Bei einer Rede am Dienstag im Parlament reagierte Su damit auf den Umstand, dass fast ein Drittel der chinesischen Passagiere, die am Sonntag in Taiwan ankamen, positiv auf COVID-19 getestet wurden.
Laut Taiwans Epidemie-Kommandozentrum (CECC) erlebe China eine große Welle von COVID-Fällen, über die zu wenig berichtet werde und die über drei Monate andauern könnte. Taiwan ist für chinesische Touristen immer noch nicht geöffnet, und Passagiere, die direkt aus China einreisen, müssen sich bei der Ankunft einem PCR-Test unterziehen.

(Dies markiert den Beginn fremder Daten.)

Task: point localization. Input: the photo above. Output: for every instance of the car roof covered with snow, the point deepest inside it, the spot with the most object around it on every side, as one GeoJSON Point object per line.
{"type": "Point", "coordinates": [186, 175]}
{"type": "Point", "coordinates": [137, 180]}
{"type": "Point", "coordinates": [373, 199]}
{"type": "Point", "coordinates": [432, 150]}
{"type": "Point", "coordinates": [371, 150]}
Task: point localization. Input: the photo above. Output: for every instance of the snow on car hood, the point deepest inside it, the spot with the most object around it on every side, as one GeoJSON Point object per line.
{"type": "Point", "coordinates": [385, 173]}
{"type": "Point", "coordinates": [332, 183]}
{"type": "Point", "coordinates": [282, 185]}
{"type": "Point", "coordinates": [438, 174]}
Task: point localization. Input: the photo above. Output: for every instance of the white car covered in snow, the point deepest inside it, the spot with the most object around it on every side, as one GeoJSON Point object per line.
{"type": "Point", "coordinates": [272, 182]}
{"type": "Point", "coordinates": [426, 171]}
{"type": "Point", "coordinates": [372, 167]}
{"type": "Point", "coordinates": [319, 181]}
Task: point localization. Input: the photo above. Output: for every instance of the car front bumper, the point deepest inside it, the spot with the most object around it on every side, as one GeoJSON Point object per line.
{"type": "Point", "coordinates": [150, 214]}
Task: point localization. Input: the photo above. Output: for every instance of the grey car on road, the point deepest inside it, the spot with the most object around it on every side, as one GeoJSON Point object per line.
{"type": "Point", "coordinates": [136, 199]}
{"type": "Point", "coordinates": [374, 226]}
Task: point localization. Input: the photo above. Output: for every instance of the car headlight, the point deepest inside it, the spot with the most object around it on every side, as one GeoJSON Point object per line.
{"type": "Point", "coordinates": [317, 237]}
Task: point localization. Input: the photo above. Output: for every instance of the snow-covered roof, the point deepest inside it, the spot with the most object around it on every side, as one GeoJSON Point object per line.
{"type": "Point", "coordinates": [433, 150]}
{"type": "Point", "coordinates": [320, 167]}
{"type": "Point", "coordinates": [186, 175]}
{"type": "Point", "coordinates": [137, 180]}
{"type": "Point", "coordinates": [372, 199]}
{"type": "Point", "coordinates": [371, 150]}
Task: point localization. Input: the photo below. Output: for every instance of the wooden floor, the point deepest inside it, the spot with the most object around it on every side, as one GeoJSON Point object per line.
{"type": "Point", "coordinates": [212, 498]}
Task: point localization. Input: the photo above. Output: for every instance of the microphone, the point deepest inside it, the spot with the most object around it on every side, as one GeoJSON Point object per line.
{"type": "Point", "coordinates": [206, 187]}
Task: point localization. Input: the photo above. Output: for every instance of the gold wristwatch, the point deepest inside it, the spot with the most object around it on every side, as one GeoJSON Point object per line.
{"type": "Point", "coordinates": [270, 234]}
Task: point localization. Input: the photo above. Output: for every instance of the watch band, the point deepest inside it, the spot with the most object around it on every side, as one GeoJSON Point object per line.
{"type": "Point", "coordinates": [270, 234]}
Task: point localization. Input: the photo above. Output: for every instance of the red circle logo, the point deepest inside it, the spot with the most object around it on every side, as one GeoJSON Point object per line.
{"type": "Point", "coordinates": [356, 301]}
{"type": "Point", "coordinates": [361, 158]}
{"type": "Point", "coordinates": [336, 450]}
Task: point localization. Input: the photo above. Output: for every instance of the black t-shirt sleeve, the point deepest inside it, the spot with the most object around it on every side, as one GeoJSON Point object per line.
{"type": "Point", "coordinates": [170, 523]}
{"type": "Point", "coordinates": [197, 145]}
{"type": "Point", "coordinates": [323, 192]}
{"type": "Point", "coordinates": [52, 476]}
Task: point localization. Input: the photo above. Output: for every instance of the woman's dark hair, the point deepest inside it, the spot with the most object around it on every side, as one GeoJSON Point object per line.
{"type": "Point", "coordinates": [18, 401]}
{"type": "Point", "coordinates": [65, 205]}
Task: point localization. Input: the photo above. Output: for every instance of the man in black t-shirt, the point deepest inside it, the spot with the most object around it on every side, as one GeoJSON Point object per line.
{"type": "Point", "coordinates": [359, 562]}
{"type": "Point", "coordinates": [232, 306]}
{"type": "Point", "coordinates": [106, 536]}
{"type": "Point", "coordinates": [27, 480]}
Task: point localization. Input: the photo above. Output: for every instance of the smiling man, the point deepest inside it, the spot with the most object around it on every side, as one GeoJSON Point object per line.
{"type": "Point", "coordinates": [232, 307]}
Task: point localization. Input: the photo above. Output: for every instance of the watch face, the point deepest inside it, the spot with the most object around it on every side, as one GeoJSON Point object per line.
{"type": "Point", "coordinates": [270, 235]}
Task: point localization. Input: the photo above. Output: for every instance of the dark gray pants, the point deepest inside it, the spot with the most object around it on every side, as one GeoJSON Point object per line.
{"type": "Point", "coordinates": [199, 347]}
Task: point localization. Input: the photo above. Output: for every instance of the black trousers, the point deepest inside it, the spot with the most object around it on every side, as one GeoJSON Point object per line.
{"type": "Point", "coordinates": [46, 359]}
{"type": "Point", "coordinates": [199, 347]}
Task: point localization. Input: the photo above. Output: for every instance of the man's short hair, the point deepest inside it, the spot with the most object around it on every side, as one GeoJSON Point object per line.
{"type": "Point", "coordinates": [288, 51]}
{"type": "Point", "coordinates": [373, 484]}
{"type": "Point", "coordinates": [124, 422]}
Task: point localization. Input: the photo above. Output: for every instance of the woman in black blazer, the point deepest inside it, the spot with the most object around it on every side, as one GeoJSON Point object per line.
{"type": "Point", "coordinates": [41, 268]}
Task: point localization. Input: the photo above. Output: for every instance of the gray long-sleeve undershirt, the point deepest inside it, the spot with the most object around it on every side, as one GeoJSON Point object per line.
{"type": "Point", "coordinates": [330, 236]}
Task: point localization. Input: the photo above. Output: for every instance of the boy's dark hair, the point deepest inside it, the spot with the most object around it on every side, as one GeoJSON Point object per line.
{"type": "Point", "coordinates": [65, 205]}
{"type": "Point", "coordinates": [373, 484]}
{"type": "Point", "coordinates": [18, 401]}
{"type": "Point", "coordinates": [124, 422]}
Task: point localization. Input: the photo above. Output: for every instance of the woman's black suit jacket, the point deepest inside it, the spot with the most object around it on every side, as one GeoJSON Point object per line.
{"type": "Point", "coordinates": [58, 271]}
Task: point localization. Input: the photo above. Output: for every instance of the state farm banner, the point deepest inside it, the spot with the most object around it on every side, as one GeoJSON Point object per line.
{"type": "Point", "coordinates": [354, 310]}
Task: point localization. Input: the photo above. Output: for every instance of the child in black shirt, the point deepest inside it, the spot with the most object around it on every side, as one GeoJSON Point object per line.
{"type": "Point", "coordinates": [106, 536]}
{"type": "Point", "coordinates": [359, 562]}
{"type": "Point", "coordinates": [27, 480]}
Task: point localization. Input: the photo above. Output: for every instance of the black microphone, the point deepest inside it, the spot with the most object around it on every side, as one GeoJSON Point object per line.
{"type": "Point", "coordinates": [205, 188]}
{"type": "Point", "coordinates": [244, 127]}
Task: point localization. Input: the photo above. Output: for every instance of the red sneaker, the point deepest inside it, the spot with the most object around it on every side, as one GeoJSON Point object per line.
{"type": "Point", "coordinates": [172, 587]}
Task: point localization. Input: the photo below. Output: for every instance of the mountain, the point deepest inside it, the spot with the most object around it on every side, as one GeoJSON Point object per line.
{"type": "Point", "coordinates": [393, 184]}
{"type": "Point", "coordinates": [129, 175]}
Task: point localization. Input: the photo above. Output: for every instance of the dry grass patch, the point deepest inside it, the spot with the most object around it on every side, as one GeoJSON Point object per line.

Nach Angaben der Gesundheitsbehörden steige auch die Zahl der inländischen Fälle in Taiwan, und die Behörden werden weiterhin Impfungen und eine frühzeitige medizinische Versorgung von Risikogruppen fördern. Das Kommandozentrum fügte hinzu, dass auch die Zahl der importierten Fälle zunehme, was zu Problemen führen könnte, wenn mehr Menschen zum Neujahrsfest nach Hause zurückkehrten.
Laut Premierminister Su besuchten viele Menschen am vergangenen Wochenende Konzerte und Neujahrsfeiern, was zeige, dass die Gesellschaft langsam zum "normalen Leben" zurückkehre. Er bat daher das Kommandozentrum, die Entwicklung der Situation weiter zu beobachten und Impfungen und Selbstvorsorge zu fördern.
Das Epidemie-Kommandozentrum hat heute 25.009 neue COVID-19 Infektionen gemeldet, davon 24.649 lokale Ansteckungen. Außerdem wurden 22 neue Todesfälle im Zusammenhang mit COVID-19 bestätigt.